Sunday, January 13, 2013
Richard, My Brother, My Friend
In 2006 when my job ended in Laredo, TX I thought it was time I became a Mason. When my Grandmother died in August of 2006 my mother gave me all of my Grandfather's Masonic goods. I read some about the fraternity, and really thought that this is where I want to be going. I found a lodge through the Grand Lodge of Texas Website, called Army Lodge #1105. I sent Richard who at the time was the Secretary of the Lodge, an e-mail requesting more information. He called me a day later as I was packing out of Laredo, the conversation went something like this:
Richard: "This Vick?"
Me: "Yes, who is calling?"
Richard "This is Richard Adaszczyk from Army Lodge, you wanted to know more about being a Mason?"
Me: "Yes, I do"
Richard "So what do you want to know?"
While this conversation may seem confrontational to most, I realized that bound that we had at that moment that can't be described to most men. A young officer interacting with a hardened SNCO, trying to steer the young officer, but being hard at the same time. He told me where to show up on the second Tuesday of the month around 1800, to meet some of the guys.

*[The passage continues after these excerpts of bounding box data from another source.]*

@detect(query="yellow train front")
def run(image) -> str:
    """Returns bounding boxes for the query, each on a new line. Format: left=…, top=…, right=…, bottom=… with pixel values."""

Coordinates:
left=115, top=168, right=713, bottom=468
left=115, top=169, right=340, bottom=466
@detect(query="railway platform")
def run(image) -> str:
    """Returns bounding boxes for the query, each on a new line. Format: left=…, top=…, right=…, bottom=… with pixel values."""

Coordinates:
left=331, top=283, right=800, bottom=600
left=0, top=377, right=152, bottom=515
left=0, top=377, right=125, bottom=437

I was nervous, I showed up and sat in the parking lot. After being waived in, I went to our lodge office and there were 5 men in there, and Richard was sitting behind the desk and said "Who are you?" I responded "I am Vick, I talked to a Richard Adaszczyk?" I butchered the pronunciation of his name he then corrected me and said "So you want to know about Masonry? There is over a hundred years of Freemasonry in the room, what do you want to know?" I asked him about the lodge and he started to explain.

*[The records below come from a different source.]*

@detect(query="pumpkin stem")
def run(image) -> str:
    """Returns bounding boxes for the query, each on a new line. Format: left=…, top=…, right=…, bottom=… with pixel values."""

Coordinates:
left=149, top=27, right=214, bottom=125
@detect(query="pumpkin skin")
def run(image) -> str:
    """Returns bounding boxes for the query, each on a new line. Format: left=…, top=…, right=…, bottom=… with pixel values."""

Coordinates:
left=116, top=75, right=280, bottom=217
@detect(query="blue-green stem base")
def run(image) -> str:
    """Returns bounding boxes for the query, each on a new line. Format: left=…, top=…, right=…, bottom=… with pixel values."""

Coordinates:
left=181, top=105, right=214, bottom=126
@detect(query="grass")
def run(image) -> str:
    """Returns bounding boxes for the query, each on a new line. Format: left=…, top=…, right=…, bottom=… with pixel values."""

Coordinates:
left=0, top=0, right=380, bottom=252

He was gruff, and to the point, again there was the bound between SNCO and young officer. He gave me an application and told me to fill it out. When I asked about costs for the fraternity I thought it would be in the thousands, it was nothing, and he told me "Don't worry about it, you are young. A working professional"

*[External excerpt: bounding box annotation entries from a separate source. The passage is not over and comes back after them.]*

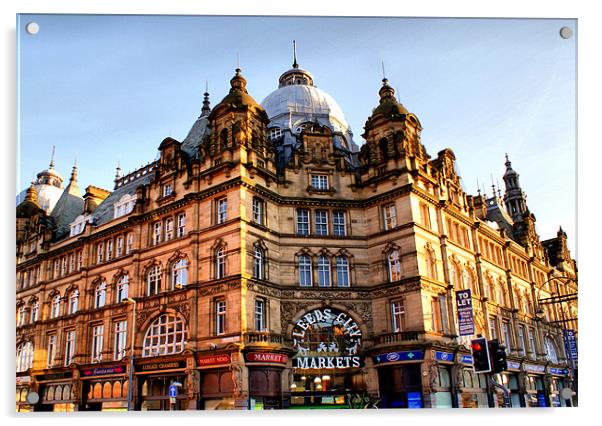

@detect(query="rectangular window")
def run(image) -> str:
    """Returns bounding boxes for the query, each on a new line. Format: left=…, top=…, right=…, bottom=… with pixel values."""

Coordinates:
left=115, top=236, right=123, bottom=257
left=96, top=243, right=104, bottom=263
left=383, top=204, right=397, bottom=231
left=315, top=210, right=328, bottom=235
left=255, top=299, right=267, bottom=331
left=332, top=210, right=347, bottom=237
left=92, top=325, right=105, bottom=362
left=153, top=222, right=161, bottom=245
left=178, top=213, right=186, bottom=238
left=253, top=197, right=265, bottom=225
left=217, top=198, right=228, bottom=224
left=165, top=217, right=174, bottom=241
left=65, top=330, right=75, bottom=367
left=46, top=334, right=56, bottom=368
left=297, top=209, right=309, bottom=235
left=113, top=320, right=127, bottom=361
left=311, top=175, right=328, bottom=191
left=215, top=300, right=226, bottom=335
left=107, top=240, right=113, bottom=262
left=391, top=300, right=406, bottom=333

After initiation my instructor, and Masonic inspiration, Garland Kreger said about Richard "I could call him up in the middle of the night on Christmas Eve, needing his help. He would cuss, complain, but would come out and help me out."
I can't think of a better way to explain Richard.
Richard became apart of the three great pillars in my Masonic mentoring, the mentors I learned to count on and lean on understanding my masonic journey. Richard recognizing my interests in Freemasonry beyond the memorization encouraged me to present more about Freemasonry in lodge, my first presentation of Freemasonry was on the Traditional Observance Lodge movement in America. He was skeptical of the movement, and again asked hard questions, but than there was that unspeakable bound of brotherhood and service to this country.
When the deployments to Afghanistan started, unfortunately Richard's and I relationship changed and not for the better.
I became disconnected from my brothers, and especially Richard. It doesn't help that when you are in a warzone you carry a very large chip on your shoulder. You feel like everything you do is in vain, you see death all around you, it becomes so futile. So any interaction from home becomes overly hurtful when not sweet and loving. Richard was never sweet and loving, but he cared, and he cared a lot.
In December 2011 when I was elected as Senior Warden to Army AMD Council #373, Richard came as our treasurer We sat in the office and talked, and I expressed some of my issues. He was sympathetic and pretty much told me he had no idea. It really helped me move on, whether he knew it or not.
In spring of 2012 I sat in lodge for the last time to date, during that stated meeting I sat next to my mentor, my friend and my brother, Richard Adaszczyk. I put my arm around him and enjoyed his company. I for the first time, in a long time, felt at home in my mother lodge. I didn't go back after that, not out of any conscious choice, because life became busy for me, and my other vocational and Masonic obligations.
I have lost a lot of friends and soldiers in my life, I have lost men to suicide, drug addiction, the hands of our enemies and pure accident. Those are hard pills to swallow. Richard wasn't doing well for a while, and we all knew it.
Still, I don't want to go back in that lodge room, open it in a EA, FC or MM without him there. I know I will sooner or later, but it just doesn't seem right
I am thankful to God for being blessed to know Richard Adaszczyk. He initiated me into this great fraternity, encouraged me and guided me. He has become ingrained in my Masonic journey and was acting WM when I was initiated, and I am so happy for that.
So as I move forward with things, and my Masonic journey, Richard will always be alive and a corner stone in my Masonic foundation.
Thank you Richard and I know you are in the comfort in the bosom of God and his Son Jesus Christ.